Regarding the graphic card I’m using the one embedded on the mother card. I’m planning of upgrading my system which is almost outdated (Asus card with Intel I7 acquired in 2013). In the mean time I thought it was good time for diving in Debian.
Again thank you.
@Pascal To get the most out of darktable you ought to have
openCL working. And I do not think that that is possible
using 2013 onboard graphics.
Apart from that, I believe that everything will work just fine 
Have fun!
Claes in Lund, Sweden
Hi. Veteran Debian user here.
Debian might not be the best distro for someone starting with Linux, but if you’ve used Unix in a work situation then you should be fine.
Just note that if you run the current “stable” version of Debian, you are going to get Darktable 3.6.x - not 3.8.x. There are ways to get 3.8 on Debian that involve installing packages from outside the distro or upgrading to the Debian “testing” release.
A default GUI installation will give you a super stable GNOME desktop and all you have to do is to install the “darktable” package on top of that. I would not change the default GUI, but you can experiment with others in a different hyper-v VM.

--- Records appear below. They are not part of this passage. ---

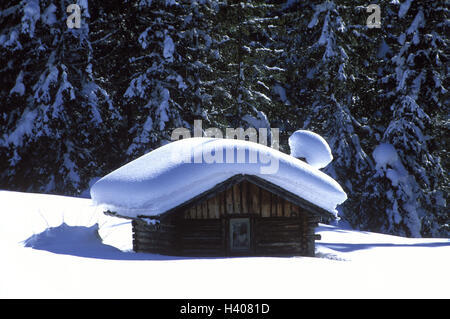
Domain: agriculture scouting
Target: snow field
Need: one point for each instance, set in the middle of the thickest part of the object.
(67, 261)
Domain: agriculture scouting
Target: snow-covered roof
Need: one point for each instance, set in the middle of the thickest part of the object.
(177, 172)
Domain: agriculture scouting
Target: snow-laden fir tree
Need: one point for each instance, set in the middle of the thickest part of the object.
(326, 84)
(55, 114)
(413, 89)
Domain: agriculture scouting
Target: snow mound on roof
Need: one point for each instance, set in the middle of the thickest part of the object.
(176, 172)
(312, 147)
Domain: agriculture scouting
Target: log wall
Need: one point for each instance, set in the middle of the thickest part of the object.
(278, 227)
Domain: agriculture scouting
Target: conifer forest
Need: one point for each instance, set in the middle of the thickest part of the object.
(81, 97)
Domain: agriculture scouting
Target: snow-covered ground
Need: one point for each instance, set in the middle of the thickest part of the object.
(51, 247)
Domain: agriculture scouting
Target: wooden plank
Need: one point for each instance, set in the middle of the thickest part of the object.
(205, 211)
(254, 199)
(229, 201)
(214, 208)
(273, 205)
(221, 203)
(237, 199)
(265, 203)
(294, 212)
(244, 198)
(280, 206)
(287, 208)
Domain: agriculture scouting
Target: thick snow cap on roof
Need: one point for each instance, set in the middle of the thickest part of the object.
(312, 147)
(176, 172)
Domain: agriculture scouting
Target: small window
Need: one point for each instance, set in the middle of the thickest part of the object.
(239, 234)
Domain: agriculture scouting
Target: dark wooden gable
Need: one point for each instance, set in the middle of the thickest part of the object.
(276, 222)
(246, 194)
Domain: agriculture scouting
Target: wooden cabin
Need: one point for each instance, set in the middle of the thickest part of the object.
(244, 215)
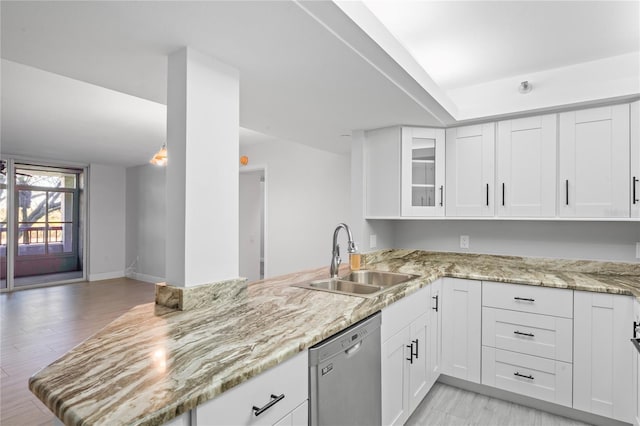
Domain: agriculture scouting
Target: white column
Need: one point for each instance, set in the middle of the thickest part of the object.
(202, 170)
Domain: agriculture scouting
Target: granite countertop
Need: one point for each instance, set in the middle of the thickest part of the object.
(153, 364)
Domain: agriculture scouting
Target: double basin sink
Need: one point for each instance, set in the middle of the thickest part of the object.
(363, 283)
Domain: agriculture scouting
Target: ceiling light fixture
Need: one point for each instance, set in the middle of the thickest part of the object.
(160, 157)
(525, 87)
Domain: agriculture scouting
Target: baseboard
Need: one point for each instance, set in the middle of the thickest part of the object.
(559, 410)
(106, 276)
(146, 278)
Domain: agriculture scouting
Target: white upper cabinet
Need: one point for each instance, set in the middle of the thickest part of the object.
(382, 173)
(470, 170)
(635, 159)
(423, 172)
(526, 167)
(594, 163)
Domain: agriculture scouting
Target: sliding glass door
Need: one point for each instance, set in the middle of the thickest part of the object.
(44, 231)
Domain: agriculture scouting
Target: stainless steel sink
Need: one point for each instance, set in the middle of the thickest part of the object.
(381, 278)
(359, 283)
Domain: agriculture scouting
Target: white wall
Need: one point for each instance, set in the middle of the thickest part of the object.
(308, 194)
(613, 241)
(106, 222)
(146, 223)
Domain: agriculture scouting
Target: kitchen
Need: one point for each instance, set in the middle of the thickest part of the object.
(609, 239)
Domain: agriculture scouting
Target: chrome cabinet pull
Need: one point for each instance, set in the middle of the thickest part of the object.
(530, 377)
(487, 195)
(411, 353)
(274, 400)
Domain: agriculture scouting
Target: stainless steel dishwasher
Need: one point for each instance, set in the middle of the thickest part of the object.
(344, 377)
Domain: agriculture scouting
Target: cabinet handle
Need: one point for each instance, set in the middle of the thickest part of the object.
(487, 195)
(530, 377)
(274, 400)
(411, 349)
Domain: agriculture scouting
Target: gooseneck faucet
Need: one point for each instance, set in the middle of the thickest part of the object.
(335, 258)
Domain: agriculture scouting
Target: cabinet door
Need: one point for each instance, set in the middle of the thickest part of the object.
(594, 162)
(602, 355)
(423, 172)
(470, 170)
(419, 366)
(435, 338)
(635, 159)
(461, 331)
(526, 167)
(382, 172)
(395, 373)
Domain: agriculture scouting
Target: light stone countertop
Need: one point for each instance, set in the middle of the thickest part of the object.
(153, 364)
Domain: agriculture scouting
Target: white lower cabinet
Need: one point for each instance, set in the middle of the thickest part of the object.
(408, 367)
(537, 377)
(461, 329)
(603, 355)
(277, 396)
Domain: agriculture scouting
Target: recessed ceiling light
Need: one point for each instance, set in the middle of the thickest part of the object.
(525, 87)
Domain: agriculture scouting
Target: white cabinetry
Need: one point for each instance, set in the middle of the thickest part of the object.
(461, 328)
(382, 172)
(527, 335)
(285, 387)
(635, 159)
(408, 366)
(603, 355)
(526, 167)
(594, 162)
(423, 172)
(470, 170)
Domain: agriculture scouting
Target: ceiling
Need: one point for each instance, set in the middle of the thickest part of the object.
(85, 81)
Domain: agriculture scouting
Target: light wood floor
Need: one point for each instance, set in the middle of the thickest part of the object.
(446, 405)
(39, 325)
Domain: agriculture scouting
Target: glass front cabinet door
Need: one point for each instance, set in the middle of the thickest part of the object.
(422, 172)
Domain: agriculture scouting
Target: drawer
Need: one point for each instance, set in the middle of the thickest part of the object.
(540, 378)
(235, 407)
(528, 298)
(400, 314)
(532, 334)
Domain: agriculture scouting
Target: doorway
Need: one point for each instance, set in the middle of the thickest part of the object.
(252, 223)
(40, 224)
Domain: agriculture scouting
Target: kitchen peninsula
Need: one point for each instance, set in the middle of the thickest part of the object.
(153, 364)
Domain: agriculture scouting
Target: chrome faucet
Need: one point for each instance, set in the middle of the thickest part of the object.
(335, 258)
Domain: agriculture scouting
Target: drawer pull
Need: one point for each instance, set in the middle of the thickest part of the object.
(274, 400)
(530, 377)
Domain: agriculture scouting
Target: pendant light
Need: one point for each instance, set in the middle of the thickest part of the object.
(160, 157)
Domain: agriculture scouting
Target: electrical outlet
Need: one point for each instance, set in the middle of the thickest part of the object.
(464, 241)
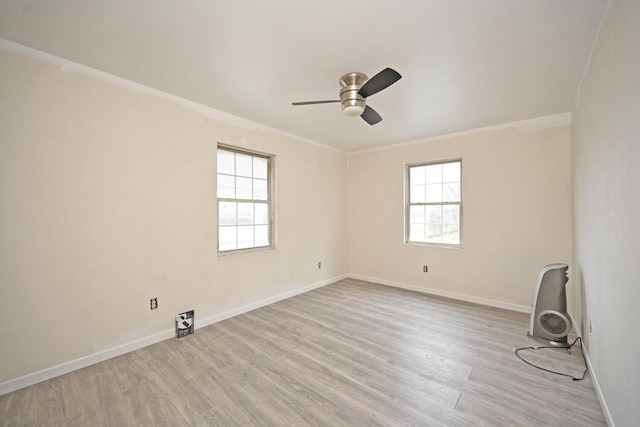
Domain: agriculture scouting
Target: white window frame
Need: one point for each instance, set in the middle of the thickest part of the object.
(443, 203)
(269, 200)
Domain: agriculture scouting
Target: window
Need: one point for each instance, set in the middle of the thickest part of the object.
(245, 208)
(434, 203)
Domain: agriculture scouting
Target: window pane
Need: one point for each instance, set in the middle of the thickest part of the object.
(227, 238)
(417, 194)
(226, 186)
(226, 213)
(416, 233)
(417, 175)
(244, 165)
(245, 213)
(451, 172)
(245, 237)
(262, 235)
(244, 188)
(260, 168)
(452, 192)
(242, 180)
(451, 215)
(434, 193)
(260, 191)
(226, 162)
(433, 214)
(417, 215)
(261, 213)
(434, 233)
(433, 174)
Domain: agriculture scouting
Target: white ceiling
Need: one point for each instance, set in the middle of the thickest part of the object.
(465, 63)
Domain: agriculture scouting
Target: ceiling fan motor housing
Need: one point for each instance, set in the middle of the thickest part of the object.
(352, 103)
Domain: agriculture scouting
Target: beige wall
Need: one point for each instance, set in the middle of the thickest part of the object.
(108, 198)
(516, 213)
(606, 179)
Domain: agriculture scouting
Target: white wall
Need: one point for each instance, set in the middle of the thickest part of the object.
(516, 194)
(606, 180)
(108, 198)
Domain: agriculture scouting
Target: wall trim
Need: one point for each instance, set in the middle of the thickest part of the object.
(91, 359)
(69, 66)
(523, 126)
(594, 377)
(446, 294)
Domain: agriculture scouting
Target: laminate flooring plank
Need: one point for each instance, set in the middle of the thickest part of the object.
(352, 353)
(385, 384)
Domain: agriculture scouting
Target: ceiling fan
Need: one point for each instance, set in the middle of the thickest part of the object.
(355, 88)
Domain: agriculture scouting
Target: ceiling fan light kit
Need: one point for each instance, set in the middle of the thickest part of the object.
(355, 87)
(352, 102)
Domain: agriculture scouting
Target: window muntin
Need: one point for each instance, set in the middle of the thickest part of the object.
(434, 203)
(245, 214)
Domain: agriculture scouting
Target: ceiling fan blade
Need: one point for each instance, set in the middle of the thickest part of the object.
(315, 102)
(382, 80)
(370, 116)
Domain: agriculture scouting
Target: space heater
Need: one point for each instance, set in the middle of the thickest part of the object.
(549, 318)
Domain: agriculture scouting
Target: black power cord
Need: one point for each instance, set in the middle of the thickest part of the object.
(586, 367)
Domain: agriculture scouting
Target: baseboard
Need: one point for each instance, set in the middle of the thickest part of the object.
(594, 378)
(446, 294)
(82, 362)
(210, 320)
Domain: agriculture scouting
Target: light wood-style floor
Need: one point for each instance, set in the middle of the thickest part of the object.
(348, 354)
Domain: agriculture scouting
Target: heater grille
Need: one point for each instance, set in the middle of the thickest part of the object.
(554, 323)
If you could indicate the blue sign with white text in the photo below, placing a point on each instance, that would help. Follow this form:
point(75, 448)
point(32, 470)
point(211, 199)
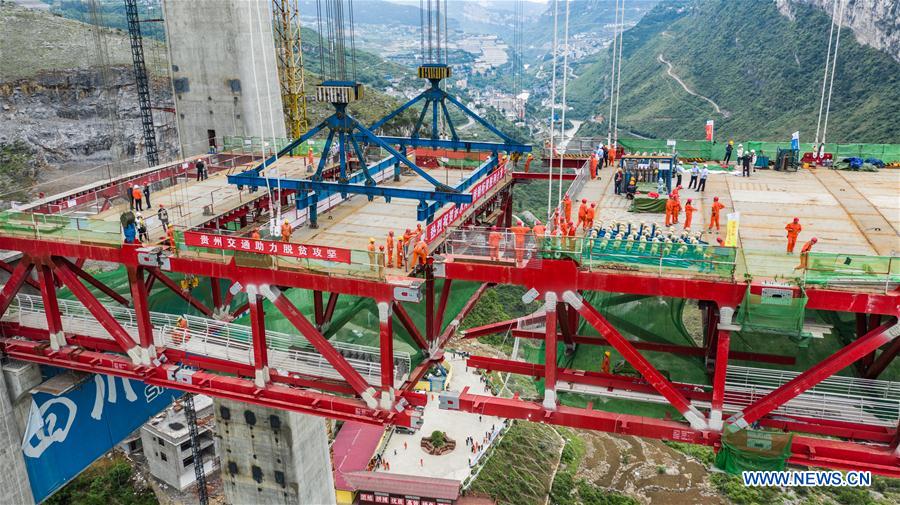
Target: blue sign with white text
point(66, 433)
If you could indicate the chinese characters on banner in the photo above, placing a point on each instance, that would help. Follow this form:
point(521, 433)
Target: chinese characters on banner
point(313, 252)
point(449, 216)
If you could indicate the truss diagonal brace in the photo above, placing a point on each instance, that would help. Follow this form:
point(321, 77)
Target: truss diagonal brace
point(821, 371)
point(637, 360)
point(356, 381)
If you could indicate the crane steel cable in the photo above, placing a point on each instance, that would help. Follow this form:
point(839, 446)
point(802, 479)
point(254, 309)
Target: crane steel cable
point(612, 77)
point(552, 108)
point(825, 75)
point(837, 43)
point(271, 115)
point(562, 125)
point(619, 78)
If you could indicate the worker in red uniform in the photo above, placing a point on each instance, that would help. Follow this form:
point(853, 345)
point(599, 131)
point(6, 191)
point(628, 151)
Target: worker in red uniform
point(371, 249)
point(714, 216)
point(420, 253)
point(676, 209)
point(804, 254)
point(520, 231)
point(286, 231)
point(494, 238)
point(582, 212)
point(390, 248)
point(670, 206)
point(688, 214)
point(793, 230)
point(589, 216)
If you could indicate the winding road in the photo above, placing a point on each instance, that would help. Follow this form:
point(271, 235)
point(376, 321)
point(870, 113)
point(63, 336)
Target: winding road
point(673, 75)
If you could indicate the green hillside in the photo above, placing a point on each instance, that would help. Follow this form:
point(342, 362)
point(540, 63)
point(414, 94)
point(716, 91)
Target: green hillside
point(761, 68)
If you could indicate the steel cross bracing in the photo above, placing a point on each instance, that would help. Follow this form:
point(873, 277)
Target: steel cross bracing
point(141, 356)
point(141, 81)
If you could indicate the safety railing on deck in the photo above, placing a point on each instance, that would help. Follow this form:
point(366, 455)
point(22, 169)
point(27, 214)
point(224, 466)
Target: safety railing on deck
point(59, 228)
point(210, 337)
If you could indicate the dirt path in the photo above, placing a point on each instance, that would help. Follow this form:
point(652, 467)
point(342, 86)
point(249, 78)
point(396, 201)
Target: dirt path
point(673, 75)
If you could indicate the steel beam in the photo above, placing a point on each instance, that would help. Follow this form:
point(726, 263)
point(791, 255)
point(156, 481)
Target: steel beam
point(77, 270)
point(106, 320)
point(321, 344)
point(821, 371)
point(169, 283)
point(637, 360)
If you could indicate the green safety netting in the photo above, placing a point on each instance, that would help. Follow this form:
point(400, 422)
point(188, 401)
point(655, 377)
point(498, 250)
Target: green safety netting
point(748, 450)
point(702, 149)
point(647, 204)
point(782, 315)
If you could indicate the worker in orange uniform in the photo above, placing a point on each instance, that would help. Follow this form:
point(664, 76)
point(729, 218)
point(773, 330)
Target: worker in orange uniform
point(390, 248)
point(420, 253)
point(582, 212)
point(688, 214)
point(286, 231)
point(793, 230)
point(494, 238)
point(400, 248)
point(371, 249)
point(714, 216)
point(676, 209)
point(804, 253)
point(670, 206)
point(567, 208)
point(520, 231)
point(589, 215)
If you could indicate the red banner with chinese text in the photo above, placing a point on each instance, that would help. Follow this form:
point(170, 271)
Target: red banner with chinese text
point(271, 247)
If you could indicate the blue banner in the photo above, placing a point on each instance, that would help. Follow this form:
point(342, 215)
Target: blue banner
point(66, 433)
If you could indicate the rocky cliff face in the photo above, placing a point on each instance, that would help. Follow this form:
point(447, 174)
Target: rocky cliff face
point(875, 23)
point(70, 116)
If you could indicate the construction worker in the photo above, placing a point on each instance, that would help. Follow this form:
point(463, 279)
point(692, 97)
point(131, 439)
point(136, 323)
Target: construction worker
point(714, 216)
point(670, 207)
point(804, 254)
point(400, 248)
point(793, 230)
point(688, 214)
point(371, 249)
point(567, 208)
point(286, 231)
point(163, 215)
point(589, 216)
point(494, 238)
point(420, 253)
point(582, 212)
point(520, 231)
point(138, 196)
point(390, 249)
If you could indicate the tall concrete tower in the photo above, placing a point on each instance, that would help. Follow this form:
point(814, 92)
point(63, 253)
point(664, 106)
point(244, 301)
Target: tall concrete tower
point(224, 70)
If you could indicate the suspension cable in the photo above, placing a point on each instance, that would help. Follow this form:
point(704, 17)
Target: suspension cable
point(562, 124)
point(825, 75)
point(552, 108)
point(837, 43)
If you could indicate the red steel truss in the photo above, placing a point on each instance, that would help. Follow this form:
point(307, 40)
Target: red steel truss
point(557, 282)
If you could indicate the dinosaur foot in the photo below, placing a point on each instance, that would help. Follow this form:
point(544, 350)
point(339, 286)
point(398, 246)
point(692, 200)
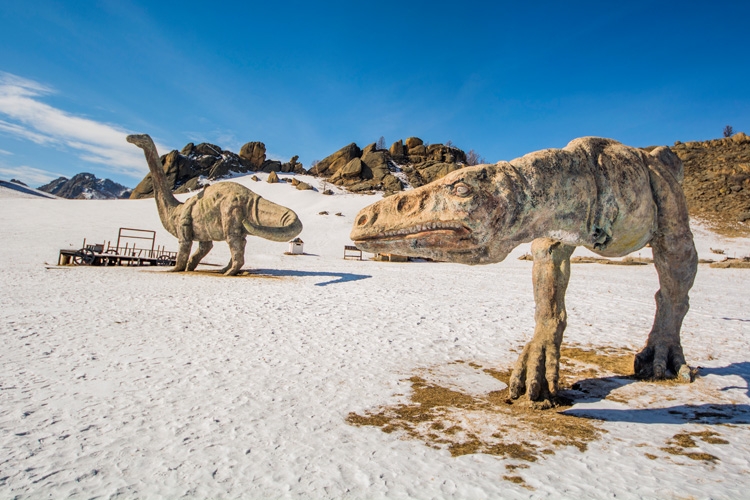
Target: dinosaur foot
point(661, 361)
point(536, 372)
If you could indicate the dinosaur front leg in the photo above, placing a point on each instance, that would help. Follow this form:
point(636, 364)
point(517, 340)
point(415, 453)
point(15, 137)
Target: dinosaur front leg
point(203, 248)
point(237, 249)
point(676, 261)
point(537, 370)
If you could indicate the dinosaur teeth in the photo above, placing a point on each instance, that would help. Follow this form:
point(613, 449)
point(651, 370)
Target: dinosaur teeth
point(428, 226)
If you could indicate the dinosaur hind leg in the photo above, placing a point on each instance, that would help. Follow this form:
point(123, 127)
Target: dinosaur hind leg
point(676, 262)
point(536, 372)
point(203, 248)
point(183, 252)
point(237, 249)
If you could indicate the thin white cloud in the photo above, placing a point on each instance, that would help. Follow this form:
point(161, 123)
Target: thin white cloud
point(27, 117)
point(30, 175)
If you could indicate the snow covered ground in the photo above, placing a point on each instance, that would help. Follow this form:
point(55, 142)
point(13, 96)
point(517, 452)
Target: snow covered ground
point(318, 377)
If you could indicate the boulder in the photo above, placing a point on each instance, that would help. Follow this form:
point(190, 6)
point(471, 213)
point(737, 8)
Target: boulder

I’m confident Debian will run fine under Hyper-V, but you won’t get hardware graphics acceleration. Getting this to work is advanced stuff that involves PCI/hardware “passthrough” - not sure if Hyper-V supports flavour of it that will work out of the box with Debian.
My own setup is Debian “sid” (testing) running DT 3.8 on a fast AMD laptop and using OpenCL acceleration provided by the in-processor AMD graphics support. I’m very happy with it.
All the best with Debian. Let us know how it works out.
Regards,
Koos
I’d like to make a correction.
On Debian “current” 11 Bullseye, DT 3.8.0 is available through the bullseye-backports repository.
The downside of it is that Lua is disabled and the plugins will not be available.
But DT 3.8 for debian 11 is available through the opensuse build service.